New § 1325(a)(8) raises the possibility that confirmation of a Chapter 13 plan will have preclusive effects with respect to DSOs. Confirmation would be a binding determination that all DSOs that first become payable after the petition have been paid by the debtor. The holder of a DSO would have to object to confirmation if there is any doubt about satisfaction of new § 1325(a)(8).

[6]

Chapter 13 debtors may have to allege or prove at confirmation that all DSOs that first became payable after the petition have been paid for purposes of new § 1325(a)(8). To provide notice to all holders of DSOs, debtors should include a provision in the plan that the debtor is current in all payments of DSOs that first became payable after the petition.
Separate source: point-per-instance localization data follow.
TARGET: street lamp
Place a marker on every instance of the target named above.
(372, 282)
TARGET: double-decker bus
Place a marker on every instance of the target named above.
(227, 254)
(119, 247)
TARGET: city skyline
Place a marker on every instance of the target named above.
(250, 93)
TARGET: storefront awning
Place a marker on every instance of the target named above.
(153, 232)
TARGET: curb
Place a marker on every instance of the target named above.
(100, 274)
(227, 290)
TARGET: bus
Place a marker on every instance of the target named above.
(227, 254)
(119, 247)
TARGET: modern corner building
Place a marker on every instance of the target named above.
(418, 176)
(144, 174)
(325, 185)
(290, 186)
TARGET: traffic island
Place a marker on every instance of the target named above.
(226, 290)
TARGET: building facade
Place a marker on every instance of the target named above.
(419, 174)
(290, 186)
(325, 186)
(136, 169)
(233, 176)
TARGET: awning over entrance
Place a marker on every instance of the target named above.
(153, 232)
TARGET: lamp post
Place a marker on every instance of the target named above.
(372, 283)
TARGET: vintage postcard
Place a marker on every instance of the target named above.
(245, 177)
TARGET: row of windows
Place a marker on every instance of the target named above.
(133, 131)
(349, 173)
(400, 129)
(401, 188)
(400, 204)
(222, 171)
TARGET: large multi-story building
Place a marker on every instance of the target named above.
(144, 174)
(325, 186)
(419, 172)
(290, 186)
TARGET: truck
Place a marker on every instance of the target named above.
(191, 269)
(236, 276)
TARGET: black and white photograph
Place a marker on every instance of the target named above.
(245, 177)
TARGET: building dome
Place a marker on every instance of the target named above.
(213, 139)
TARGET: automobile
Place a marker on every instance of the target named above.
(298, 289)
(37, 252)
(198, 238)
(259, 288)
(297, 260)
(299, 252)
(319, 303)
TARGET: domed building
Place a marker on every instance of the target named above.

Including such a provision in the plan and giving notice of the plan to the holders of all DSOs maximizes the likelihood that confirmation will preclude claims for postpetition, preconfirmation DSO payments.

[7]

New § 1325(a)(8) does not change the requirement for confirmation in § 1322(a)(2) that all claims entitled to priority must be paid in full through the plan unless the claim holder consents to different treatment. BAPCPA amended § 507 to provide a first priority for all DSOs.5 The Chapter 13 plan must pay all DSOs in full to accomplish confirmation—without regard to when the DSO becomes payable. New § 1325(a)(8) only adds that the debtor must be current in payment of DSOs that first become payable after the petition as a condition for confirmation.

[8]

By negative implication, a DSO that first becomes payable after the petition that is not contained in a judicial or administrative order or statute need not be current to accomplish confirmation of a plan. Separation agreements, for example, are not always embodied in a judicial or administrative order. Support obligations that become payable by agreement or otherwise than pursuant to a judicial or administrative order or statute need not be current at confirmation to satisfy § 1325(a)(8).

[9]

Increasingly, Chapter 13 practitioners are finding that paying DSOs by income deduction order through the Chapter 13 trustee increases the stability and likelihood of success in Chapter 13 cases. When ongoing support is provided for through the plan, it may be necessary to get a preconfirmation order authorizing the trustee to make preconfirmation DSO payments so that there will be no § 1325(a)(8) problems at confirmation.


 

1  11 U.S.C. § 1325(a)(8).

 

2  11 U.S.C. § 101(14A), discussed in §§ 440.1 [ New and Changed Priority Claims ] § 73.3  Priority Claims Added or Changed by BAPCPA, 519.1 [ Domestic Support Obligations ] § 136.21  Domestic Support Obligations after BAPCPA and 552.1 [ Domestic Support Obligations: § 523(a)(5) ] § 159.5  Domestic Support Obligations: § 523(a)(5).

 

3  See 11 U.S.C. § 1322(a)(2), discussed in § 519.1 [ Domestic Support Obligations ] § 136.21  Domestic Support Obligations after BAPCPA.

 

4  11 U.S.C. § 101(14A)(C).

 

5  See 11 U.S.C. § 507(a)(1), discussed in § 440.1 [ New and Changed Priority Claims ] § 73.3  Priority Claims Added or Changed by BAPCPA.